ST. JOSEPH COUNTY, Ind. -- Indiana emergency response crews arrived on the East Coast late Monday morning to assist in Sandy relief efforts.

The Indiana Homeland Security Task Forces are made up of several local firefighters and police officers.

Local crews met with incident managers from Baltimore Monday night, just as Sandy reached the inland areas of Maryland. In the meeting, crews reviewed an action plan that will be executed in response to injuries and damage caused by Sandy's high winds.

"They have declared a state of emergency until tomorrow at noon. They are not allowing any people on the streets and they are telling everyone to stay home unless there is an extreme emergency," said South Bend fire chief Jim Lopez.

Lopez, along with 24 other local emergency responders, are braving the harsh winds and rain brought on by Sandy. A total of five ambulances from Michiana were sent to Maryland in anticipation of the storm.

Crews arrived in parts of Maryland and New York late Monday morning, all working tirelessly to prepare for Sandy's arrival.

"It's kind of eerie outside right now, as I said, there are no people outside. It's kind of like a funny feeling. It's something you would see in a movie. There is nobody outside, all the stores are closing," said Lopez.

A total of 107 personnel and 44 vehicles have been deployed from across Indiana.

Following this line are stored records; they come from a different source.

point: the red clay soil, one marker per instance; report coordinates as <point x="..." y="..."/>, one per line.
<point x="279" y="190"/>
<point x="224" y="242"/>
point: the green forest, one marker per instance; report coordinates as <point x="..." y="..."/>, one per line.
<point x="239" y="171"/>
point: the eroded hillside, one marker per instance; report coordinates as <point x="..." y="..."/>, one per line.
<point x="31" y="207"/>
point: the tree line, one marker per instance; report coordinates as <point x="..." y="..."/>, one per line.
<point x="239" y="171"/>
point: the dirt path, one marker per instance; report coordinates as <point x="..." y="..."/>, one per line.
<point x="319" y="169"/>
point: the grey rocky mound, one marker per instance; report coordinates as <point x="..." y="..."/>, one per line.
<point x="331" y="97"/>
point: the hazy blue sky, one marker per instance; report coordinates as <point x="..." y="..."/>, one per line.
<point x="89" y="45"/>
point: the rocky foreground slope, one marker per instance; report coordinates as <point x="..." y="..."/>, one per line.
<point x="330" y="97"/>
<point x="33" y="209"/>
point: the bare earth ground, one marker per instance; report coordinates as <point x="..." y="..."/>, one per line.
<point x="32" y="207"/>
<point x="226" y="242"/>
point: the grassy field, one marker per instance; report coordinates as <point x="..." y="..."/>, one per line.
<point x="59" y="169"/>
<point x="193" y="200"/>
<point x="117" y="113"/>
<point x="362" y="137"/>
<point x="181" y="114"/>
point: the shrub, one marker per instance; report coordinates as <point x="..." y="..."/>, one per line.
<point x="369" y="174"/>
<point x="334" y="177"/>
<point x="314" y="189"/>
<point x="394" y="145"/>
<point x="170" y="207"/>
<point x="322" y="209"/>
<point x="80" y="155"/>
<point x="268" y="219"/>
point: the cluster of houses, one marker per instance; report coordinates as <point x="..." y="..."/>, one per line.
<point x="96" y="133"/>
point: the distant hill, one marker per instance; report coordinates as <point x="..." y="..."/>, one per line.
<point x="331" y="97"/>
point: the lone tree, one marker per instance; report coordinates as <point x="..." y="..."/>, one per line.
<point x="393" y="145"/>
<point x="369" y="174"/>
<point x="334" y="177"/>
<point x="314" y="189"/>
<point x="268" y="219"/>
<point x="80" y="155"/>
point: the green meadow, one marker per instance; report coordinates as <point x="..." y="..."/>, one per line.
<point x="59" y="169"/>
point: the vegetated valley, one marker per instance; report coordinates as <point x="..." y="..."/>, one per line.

Teams are ready and in place to aid with possible evacuations of hospitals and nursing homes along the East Coast.

However, crews will also be focused on damage and injuries caused by loose debris.

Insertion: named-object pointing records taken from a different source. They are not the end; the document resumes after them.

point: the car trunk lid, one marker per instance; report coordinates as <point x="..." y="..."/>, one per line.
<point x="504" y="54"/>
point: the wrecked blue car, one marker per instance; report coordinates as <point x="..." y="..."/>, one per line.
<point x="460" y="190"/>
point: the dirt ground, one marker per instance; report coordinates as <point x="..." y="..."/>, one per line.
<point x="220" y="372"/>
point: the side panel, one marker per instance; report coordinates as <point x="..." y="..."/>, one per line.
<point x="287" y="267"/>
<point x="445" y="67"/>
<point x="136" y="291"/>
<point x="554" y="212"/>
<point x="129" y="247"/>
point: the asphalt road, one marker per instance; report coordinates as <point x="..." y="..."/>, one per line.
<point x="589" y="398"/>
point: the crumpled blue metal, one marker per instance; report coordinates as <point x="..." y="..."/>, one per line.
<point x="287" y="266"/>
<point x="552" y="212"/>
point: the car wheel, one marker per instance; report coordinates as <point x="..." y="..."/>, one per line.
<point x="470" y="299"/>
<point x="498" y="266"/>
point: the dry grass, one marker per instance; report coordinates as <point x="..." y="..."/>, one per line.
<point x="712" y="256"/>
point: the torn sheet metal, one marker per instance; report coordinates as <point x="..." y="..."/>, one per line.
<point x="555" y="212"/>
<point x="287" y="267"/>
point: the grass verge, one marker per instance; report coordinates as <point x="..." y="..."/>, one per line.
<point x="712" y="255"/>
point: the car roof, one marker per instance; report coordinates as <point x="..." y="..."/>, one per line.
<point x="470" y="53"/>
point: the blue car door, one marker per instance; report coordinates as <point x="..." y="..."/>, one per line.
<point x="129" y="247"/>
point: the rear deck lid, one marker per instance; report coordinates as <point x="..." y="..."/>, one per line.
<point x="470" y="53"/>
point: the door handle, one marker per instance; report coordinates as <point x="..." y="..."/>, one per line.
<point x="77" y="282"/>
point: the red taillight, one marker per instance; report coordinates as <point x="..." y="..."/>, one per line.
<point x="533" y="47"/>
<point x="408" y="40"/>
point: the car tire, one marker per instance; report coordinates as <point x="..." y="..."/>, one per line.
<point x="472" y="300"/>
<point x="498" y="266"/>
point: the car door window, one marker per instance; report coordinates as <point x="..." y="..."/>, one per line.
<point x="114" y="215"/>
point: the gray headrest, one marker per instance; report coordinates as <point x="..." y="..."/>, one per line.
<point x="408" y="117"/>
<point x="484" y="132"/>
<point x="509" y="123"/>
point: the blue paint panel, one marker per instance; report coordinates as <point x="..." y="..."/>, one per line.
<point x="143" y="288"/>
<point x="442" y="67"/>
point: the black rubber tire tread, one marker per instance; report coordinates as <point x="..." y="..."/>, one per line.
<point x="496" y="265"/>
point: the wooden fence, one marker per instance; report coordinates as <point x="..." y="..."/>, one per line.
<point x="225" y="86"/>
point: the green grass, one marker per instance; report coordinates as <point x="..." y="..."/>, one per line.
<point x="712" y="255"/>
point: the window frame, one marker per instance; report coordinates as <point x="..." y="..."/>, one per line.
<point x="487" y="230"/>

"They are talking about 60 to 70 mile an hour gusts. Hopefully there won't be much damage, but if there is that is where we will start to put our plan of action in place," said Lopez Monday.

South Bend firefighters and police officers on Indiana's Homeland Security Task Force said Sandy didn't reach Maryland's inland regions, like Baltimore until late Monday night, which called for the overnight hours to be monitored closely.

"What they are looking at is damage to the neighborhoods where the trees would be falling on power lines and on houses. They pretty much have everything under control, like I said, they have declared a state of emergency where all the vehicles and people are off the roads," said Lopez.

Local teams will be deployed until Nov. 11, unless their assignment is extended.

Even though they sent ambulances from the area to aid the region, Chief Lopez said it will not affect local resources or response times.